Homem gay cisgênero, o ator Valter Bastos já foi vítima de vários episódios de violência física e verbal em 23 anos de trabalho como drag queen e palestrante. Contratado para um casamento pela própria noiva, foi impedido de se apresentar. “Padrinhos me ameaçaram e disseram que se eu entrasse me bateriam até eu virar homem.”
Valter trabalha há 23 anos como drag queen e já sofreu vários tipos de violências. — Foto: Giovanni Carpigiani
O Brasil ainda é o país com mais registros de mortes violentas entre a população LGBTQIA+ no mundo. Segundo o Observatório de Mortes e Violências contra LGBT+ no país, foram 273 casos registrados em 2022.
O 17 de maio como Dia Internacional contra a Homofobia, Transfobia e Bifobia marca a data em que, só em 1990, a Organização Mundial da Saúde (OMS) deixou de classificar a homossexualidade como um transtorno mental.
Ofender ou ameaçar uma pessoa por sua orientação sexual ou identidade de gênero pode configurar crime de homofobia ou transfobia, equiparado hoje ao crime de racismo. E chamar uma pessoa trans pelo nome que ela escolheu e pelo gênero com o qual se identifica não é apenas cordialidade, e sim obrigação em ambientes escolares e de trabalho.
Uma decisão do Tribunal de Justiça de São Paulo divulgada nesta terça-feira (16) condenou por dano moral uma empresa que tratava um funcionário homem trans pelo nome civil de registro em vez do nome social. Por ironia, a empresa dizia manter um programa de diversidade e inclusão.
Ações afirmativas
A presença maior de analistas em diversidade e a criação de comitês sobre o tema nas empresas têm mostrado um esforço, ao menos, de adaptação às exigências do público. Para Victor, conscientizar os ambientes de trabalho é hoje uma questão de inteligência de negócios.
“As empresas vêm percebendo que estão perdendo espaço e mercado quando a audiência é plural e elas não conhecem suas necessidades de relacionamento e consumo.”

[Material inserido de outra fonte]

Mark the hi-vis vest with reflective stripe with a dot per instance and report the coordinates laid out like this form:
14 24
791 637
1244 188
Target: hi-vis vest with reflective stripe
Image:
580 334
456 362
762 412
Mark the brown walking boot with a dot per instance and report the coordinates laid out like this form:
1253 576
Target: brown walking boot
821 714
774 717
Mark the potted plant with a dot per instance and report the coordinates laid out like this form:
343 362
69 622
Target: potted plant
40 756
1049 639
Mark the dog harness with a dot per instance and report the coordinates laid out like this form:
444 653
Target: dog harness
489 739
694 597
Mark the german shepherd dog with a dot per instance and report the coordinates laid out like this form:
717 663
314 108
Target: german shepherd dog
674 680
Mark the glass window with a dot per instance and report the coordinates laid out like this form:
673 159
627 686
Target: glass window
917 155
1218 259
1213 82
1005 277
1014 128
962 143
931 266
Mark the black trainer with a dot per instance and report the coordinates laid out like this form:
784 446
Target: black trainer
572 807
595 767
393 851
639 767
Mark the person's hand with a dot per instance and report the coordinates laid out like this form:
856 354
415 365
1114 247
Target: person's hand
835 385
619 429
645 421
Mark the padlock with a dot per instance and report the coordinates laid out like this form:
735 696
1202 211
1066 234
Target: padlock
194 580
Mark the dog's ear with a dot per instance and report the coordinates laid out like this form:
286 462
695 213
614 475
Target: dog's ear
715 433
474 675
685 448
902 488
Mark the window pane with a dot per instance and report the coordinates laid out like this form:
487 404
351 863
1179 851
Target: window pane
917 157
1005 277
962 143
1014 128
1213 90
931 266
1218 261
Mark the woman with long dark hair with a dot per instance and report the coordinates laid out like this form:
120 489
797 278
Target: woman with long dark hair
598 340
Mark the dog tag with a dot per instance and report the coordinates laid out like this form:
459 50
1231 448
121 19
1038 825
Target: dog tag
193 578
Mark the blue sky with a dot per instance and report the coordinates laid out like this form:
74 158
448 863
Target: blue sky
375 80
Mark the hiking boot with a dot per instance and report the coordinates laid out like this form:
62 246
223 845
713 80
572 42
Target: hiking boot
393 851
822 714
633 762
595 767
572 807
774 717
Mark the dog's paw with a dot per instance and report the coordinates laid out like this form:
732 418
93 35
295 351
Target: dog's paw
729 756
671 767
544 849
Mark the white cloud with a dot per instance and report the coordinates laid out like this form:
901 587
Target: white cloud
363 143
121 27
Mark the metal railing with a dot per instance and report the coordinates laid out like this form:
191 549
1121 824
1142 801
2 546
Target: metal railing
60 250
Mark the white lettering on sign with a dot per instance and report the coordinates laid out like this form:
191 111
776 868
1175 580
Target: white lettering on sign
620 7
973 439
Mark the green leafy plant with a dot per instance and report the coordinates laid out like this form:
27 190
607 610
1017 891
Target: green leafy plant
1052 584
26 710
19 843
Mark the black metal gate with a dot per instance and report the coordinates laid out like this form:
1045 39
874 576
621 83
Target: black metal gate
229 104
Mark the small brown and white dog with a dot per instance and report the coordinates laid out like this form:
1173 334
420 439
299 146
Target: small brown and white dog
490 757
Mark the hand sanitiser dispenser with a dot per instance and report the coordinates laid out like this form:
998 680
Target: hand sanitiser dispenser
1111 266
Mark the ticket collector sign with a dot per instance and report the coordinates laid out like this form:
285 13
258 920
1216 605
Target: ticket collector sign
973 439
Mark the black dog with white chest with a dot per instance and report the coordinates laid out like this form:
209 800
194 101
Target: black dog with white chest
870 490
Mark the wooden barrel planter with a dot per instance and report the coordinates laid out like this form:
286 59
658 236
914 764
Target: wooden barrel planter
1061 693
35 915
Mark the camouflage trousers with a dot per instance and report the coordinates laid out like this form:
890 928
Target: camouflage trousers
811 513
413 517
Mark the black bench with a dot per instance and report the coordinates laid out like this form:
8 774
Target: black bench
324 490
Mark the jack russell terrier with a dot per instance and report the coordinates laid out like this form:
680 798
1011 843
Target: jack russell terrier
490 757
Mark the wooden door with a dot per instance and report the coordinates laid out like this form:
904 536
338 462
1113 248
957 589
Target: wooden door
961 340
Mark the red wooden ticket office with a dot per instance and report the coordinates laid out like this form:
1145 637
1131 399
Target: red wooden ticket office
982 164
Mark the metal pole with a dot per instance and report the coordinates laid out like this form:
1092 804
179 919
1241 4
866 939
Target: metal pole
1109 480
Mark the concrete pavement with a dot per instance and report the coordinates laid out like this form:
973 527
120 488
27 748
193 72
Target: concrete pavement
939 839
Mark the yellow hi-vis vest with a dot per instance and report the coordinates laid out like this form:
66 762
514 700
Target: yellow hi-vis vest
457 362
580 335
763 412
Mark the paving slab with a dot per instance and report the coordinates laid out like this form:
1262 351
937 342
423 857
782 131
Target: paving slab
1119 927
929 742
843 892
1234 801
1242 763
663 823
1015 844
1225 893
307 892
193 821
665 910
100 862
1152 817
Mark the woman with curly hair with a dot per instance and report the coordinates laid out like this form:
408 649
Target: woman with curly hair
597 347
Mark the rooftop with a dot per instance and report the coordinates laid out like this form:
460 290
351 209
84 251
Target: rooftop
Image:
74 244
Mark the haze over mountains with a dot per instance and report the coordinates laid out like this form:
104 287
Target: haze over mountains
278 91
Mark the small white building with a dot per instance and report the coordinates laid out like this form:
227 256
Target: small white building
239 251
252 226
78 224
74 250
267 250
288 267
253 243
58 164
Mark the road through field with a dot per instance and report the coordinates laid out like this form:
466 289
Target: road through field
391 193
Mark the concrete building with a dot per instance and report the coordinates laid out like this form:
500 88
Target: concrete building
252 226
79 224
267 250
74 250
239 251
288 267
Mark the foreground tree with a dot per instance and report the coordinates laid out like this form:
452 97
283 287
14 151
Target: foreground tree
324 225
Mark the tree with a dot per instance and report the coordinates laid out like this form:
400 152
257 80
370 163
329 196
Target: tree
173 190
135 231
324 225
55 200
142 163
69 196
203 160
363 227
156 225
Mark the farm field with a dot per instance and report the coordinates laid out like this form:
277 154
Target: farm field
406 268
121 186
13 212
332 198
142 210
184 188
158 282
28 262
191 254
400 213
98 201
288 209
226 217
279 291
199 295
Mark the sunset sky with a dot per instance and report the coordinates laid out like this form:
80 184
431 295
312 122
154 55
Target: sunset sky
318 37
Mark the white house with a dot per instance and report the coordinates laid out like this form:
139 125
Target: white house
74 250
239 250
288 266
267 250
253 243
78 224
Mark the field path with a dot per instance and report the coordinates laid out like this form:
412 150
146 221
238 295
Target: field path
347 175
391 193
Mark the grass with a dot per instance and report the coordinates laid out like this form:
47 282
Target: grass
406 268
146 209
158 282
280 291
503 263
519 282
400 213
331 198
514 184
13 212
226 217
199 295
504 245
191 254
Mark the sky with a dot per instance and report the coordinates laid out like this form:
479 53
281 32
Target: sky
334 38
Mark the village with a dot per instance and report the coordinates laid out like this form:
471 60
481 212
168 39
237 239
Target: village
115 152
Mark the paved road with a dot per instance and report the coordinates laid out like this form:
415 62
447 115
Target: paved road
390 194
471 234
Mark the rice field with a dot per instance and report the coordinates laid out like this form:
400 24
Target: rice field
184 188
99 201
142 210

Por razões diferentes da destinação obrigatória de vagas a pessoas pretas, pardas ou PCDs, as vagas afirmativas são consideradas uma abertura importante para a comunidade LGBTQIA+. Embora não haja obrigatoriedade jurídica, seleções de emprego têm adotado cada vez mais a prática, destaca a gerente do portal Empregos.com.br Tábata Silva.
“São todos grupos que foram subrepresentados, minorizados ou excluídos. A questão afirmativa corrige erros de décadas ou séculos de obstáculos”, ressalta Victor.